Constitutional law, being the supreme law of the land, formulates fundamental rights which are inviolable and inalienable. Hence, it supersedes all other laws including administrative law. Administrative law does not provide rights. Its purpose is providing principles, rules and procedures and remedies to protect and safeguard fundamental rights. This point, although relevant to their differences, can also be taken as a common ground shared by constitutional and administrative law. To put it in simple terms, administrative law is a tool for implementing the constitution. Constitutional law lays down principles like separation of power and the rule of law. An effective system of administrative law actually implements and gives life to these principles. By providing rules as to the manner of exercising power by the executive, and simultaneously effective controlling mechanisms and remedies, administrative law becomes a pragmatic tool in ensuring the protection of fundamental rights. In the absence of an effective system of administrative law, it is inconceivable to have a constitution which actually exists in practical terms.
Similarly, the interdependence between these two subjects can be analyzed in light of the role of administrative law to implement basic principles of good administration enshrined in the F.D.R.E. constitution. The constitution in Articles 8(3), 12(1) and 12(2), respectively provides the principles of public participation, transparency and accountability in government administration. As explained above, the presence of a developed system of administrative law is sine qua non for the practical realization of these principles.
Administrative law is also instrumental in enhancing the development of constitutional values such as rule of law and democracy. The rules, procedures and principles of administrative law, by making public officials, comply with the limit of the power as provided in law, and checking the validity and legality of their actions, subjects the administration to the rule of law. This in turn sustains democracy. Only, in a government firmly rooted in the principle of rule of law, can true democracy be planted and flourished.
Judicial review, which is the primary mechanism of ensuring the observance of rule of law, although mostly an issue within the domain of administrative law, should look in the constitutional structure for its justification and scope. In most countries, the judicial power of the ordinary courts to review the legality of the actions of the executive and administrative agencies emanates from the constitution. The constitution is the supreme document, which confers the mandate on the ordinary courts. Most written constitutions contain specific provisions allocating judicial review power to the high courts, or the Supreme Court, including the grounds of review and the nature and type of remedies, which could be granted to the aggrieved parties by the respective courts.
A basic issue commonly for administrative law and constitutional law is the scope of judicial review. The debate over scope is still continuing and is showing a dynamic fluctuation, greatly influenced by the ever changing and ever expanding features of the form and structure of government and public administration. The ultimate mission of the role of the courts as ‘custodians of liberty’, unless counter balanced against the need for power and discretion of the executive, may ultimately result in unwarranted encroachment, which may have the effect of paralyzing the administration and endangering the basic constitutional principle of separation of powers. This is to mean that the administrative law debate over the scope of judicial review is simultaneously a constitutional debate.

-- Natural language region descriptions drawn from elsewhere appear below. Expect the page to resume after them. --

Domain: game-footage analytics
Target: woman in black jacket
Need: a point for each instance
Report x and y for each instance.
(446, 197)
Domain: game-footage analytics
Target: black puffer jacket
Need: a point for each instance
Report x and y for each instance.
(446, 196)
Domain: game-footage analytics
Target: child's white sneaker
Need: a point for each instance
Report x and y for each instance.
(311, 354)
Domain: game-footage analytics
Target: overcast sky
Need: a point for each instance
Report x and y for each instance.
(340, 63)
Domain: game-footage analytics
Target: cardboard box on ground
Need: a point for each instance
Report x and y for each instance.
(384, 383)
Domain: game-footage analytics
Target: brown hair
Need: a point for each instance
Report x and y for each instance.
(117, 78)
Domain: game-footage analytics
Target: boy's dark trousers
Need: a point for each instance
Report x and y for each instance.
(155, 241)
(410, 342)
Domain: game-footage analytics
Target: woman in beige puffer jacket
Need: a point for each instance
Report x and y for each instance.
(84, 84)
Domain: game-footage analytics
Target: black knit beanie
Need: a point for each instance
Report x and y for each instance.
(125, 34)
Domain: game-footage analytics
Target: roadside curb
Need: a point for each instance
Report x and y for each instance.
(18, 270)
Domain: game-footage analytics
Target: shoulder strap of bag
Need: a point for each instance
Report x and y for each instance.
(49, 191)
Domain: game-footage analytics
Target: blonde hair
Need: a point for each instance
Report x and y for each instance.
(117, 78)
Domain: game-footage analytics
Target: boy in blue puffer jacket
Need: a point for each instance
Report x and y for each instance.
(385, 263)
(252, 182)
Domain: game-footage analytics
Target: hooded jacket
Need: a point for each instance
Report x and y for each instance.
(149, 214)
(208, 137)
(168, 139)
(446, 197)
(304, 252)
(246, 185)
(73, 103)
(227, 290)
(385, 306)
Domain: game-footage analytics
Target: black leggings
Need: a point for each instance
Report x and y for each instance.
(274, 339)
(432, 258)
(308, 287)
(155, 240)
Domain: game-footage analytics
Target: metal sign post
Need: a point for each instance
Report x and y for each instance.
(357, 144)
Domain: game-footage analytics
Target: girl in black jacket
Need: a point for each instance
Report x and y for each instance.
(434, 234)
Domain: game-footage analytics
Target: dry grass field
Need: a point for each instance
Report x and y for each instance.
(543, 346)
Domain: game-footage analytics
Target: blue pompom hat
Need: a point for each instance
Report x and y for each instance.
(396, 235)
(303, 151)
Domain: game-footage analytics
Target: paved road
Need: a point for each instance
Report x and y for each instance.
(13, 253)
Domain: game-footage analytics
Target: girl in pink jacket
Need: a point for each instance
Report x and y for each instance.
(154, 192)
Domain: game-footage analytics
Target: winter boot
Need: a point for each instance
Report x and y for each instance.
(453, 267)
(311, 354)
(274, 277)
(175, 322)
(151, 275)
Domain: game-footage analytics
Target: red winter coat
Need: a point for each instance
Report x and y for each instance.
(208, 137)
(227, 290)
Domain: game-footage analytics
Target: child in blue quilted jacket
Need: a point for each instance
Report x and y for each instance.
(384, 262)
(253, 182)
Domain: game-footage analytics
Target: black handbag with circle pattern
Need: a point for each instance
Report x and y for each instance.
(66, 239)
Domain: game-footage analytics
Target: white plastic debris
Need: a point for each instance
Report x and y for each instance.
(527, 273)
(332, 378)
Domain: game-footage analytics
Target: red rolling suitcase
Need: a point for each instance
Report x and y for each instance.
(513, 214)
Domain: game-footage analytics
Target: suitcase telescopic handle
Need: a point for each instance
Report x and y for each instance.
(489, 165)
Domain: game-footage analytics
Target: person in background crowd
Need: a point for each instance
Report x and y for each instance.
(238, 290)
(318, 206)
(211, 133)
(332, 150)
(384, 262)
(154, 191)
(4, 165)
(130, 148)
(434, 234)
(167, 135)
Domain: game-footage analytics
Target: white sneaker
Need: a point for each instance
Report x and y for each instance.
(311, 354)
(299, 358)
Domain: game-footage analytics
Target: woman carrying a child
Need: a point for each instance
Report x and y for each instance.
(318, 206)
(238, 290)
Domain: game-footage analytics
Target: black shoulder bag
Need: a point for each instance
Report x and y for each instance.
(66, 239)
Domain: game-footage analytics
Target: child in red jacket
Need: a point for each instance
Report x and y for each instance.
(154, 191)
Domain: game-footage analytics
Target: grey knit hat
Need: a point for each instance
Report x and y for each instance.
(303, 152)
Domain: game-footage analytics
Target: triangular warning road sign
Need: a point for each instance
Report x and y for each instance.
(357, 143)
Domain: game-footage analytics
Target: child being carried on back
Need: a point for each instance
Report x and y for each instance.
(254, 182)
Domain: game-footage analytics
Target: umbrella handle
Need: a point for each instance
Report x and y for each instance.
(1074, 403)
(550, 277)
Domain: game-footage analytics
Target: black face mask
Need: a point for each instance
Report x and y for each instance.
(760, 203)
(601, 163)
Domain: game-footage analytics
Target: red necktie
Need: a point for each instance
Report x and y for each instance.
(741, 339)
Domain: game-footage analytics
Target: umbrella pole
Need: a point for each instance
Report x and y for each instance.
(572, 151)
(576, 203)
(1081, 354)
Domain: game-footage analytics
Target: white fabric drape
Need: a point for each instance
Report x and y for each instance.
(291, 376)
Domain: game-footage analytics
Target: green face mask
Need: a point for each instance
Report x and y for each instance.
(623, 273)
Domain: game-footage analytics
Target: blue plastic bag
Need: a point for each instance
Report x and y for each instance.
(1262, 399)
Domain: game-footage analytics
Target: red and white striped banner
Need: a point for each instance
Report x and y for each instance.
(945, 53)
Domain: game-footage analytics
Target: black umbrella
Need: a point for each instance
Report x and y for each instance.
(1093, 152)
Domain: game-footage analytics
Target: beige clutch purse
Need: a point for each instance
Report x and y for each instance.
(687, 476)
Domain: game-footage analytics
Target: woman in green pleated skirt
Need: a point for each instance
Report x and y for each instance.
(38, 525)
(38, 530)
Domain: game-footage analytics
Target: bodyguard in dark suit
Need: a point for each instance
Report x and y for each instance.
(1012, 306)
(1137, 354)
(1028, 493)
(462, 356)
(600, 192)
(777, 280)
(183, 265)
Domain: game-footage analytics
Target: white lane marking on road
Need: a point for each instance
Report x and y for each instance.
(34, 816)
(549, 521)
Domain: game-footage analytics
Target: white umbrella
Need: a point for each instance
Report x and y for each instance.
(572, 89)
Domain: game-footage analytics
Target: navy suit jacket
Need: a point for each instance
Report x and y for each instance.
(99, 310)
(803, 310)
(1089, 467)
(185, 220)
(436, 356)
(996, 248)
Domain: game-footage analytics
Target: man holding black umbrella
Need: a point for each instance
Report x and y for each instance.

Lastly, administrative and constitutional law, share a common ground, and supplement each other in their mission to bring about administrative justice. Concern for the rights of the individual has been identified as a fundamental concern of administrative law. It ultimately tries to attain administrative justice. Sometimes, the constitution may clearly provide right to administrative justice. Recognition of the principles of administrative justice is given in few bills of rights or constitutional documents. Australia and South Africa may be mentioned in this respect.
Constitutional law needs to be understood to include more than the jurisprudence surrounding the express, and implied provisions of any constitution. In its broader sense, constitutional law connotes “the laws and legal principles that determine the allocation of decision-making functions amongst the legislative, executive and judicial branches of government, and that define the essential elements of the relationship between the individual and agencies of the state”. Wade has observed that administrative law is a branch of constitutional law and that the “connecting thread” is “the quest for administrative justice”.